SPAULDING: You know what was so different? When I came here, my first project was the triple FIII motor, and what became the production 600 triple. I had the motor developed and the exhaust and so forth, and then it went out in the field. And I’ll never forget – I don’t know if it was you, Donn, or somebody else who commented that Roger wondered why I wasn’t out there on that thing running it. That concept of having your hands on the whole works, on the whole package, is not what I had come from in my previous experience. That what’s been so different, beginning then and up until now, what’s so nice for me and everybody else here. You need to understand about the whole sled and not just the motor part. You’ve got to make the whole thing work, and that is a freedom you don’t have at other places.

SG: Are there any specific hurdles you came across when designing this particular engine?

EIDE: As far as the engine project, to me, and we talked about when we first started, we got the go-ahead at the end of August, and we knew that it was important that we get our working prototypes on the snow and tested before we lose the snow the following spring. So that was our prototype year, and we got a little bit of a late start and was a hurdle we had to overcome. We had to complete the designs, get the prototype parts, get them here, get the engines assembled, do some dyno work on them, and get durability testing done before we ran out of snow. That following April, we received our prototype engines and we got in the field right away. And, again, it was that time of year when we took this team [pointing at photography] and we all teamed up on the sleds and tested on  Lake Of The Woods  for about 2 weeks until the last ice cube went out. Then we went to Colorado with them for a couple of weeks, then came back here and regrouped, and then we went to Cooke City for a couple of more weeks. So we had basically three stages of approximately 2 weeks each on them…

SPAULDING: Yeah, and then Andy and I and a couple of guys went to Thompson [Manitoba] in between there.

EIDE: We knew the prototypes had to come through with flying colors, or else we’d miss a year. And they came through.  I can’t say enough how the team stepped up and conducted all of that that spring, otherwise we would have been a year later with this.

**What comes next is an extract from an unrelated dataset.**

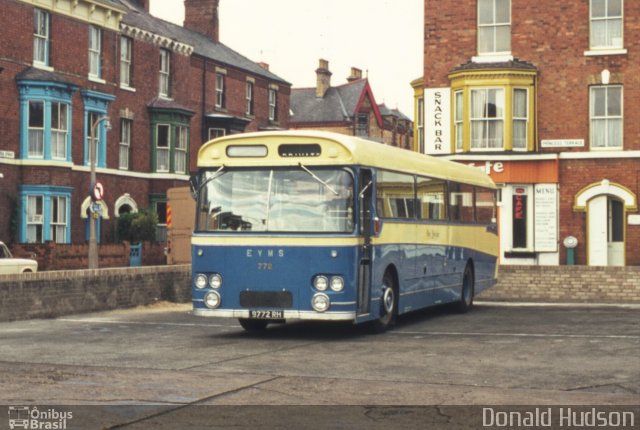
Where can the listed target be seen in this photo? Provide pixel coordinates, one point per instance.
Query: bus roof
(321, 148)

That was the spring of 2011. We were happy with what we saw.

SG: Before this stage, when you were putting the injection system on other, known engines, it sounds like it always worked, it was just a degree of how well it worked?

EIDE: We had to make sure you didn’t have a major problem where we blew a crankshaft or broke the cylinders or melted a piston or stuff like that. There are always little areas here and there that you find, but nothing that was a big setback. It was really the timing, where we wanted to have it ready in three [model] years. We were already pushing close to the fall, we had to get the design parts going and the proto parts going.

SPAULDING: Yeah, it was a challenge. If even a couple more weeks had gone by with no activity, we wouldn’t be talking about this motor this year, it would have been next year.

EIDE: The snow kind of runs our schedule; when you lose it in the spring. With an ATV, you can develop all year, but the snow, we only had until June to qualify our prototypes.

SG: That 600-700 class, to me, has always been a sweet spot for Arctic Cat – through the ’90s with the ZR 600s and then getting up to the F7, and certainly before and after those machines. To not have a consumer 600 the last couple of years, it just seemed anti-Arctic, because that’s such a good ditch motor, and you guys have always been great ditch sleds that are so fun to run. Was that gap in your lineup hard to accept, or are you guys so wrapped up in development of what’s coming next that it doesn’t play that much to you?

EIDE: We chose the 600 engine to develop, because the former 600 was getting old. With the 600 Sno Pro race engine  being as powerful as it is and  the DSI system proved to be  a good match for it.

HALLSTROM: Yeah, obviously we sold a lot of 600s and 700s and things like that, but the 500s were also big to us. When Suzuki made a decision to no longer develop one [a 600] and we weren’t getting a new 600, yeah, we knew we had to stand on our own two feet. Absolutely. But it is what it is, you deal with what you’ve got to work with.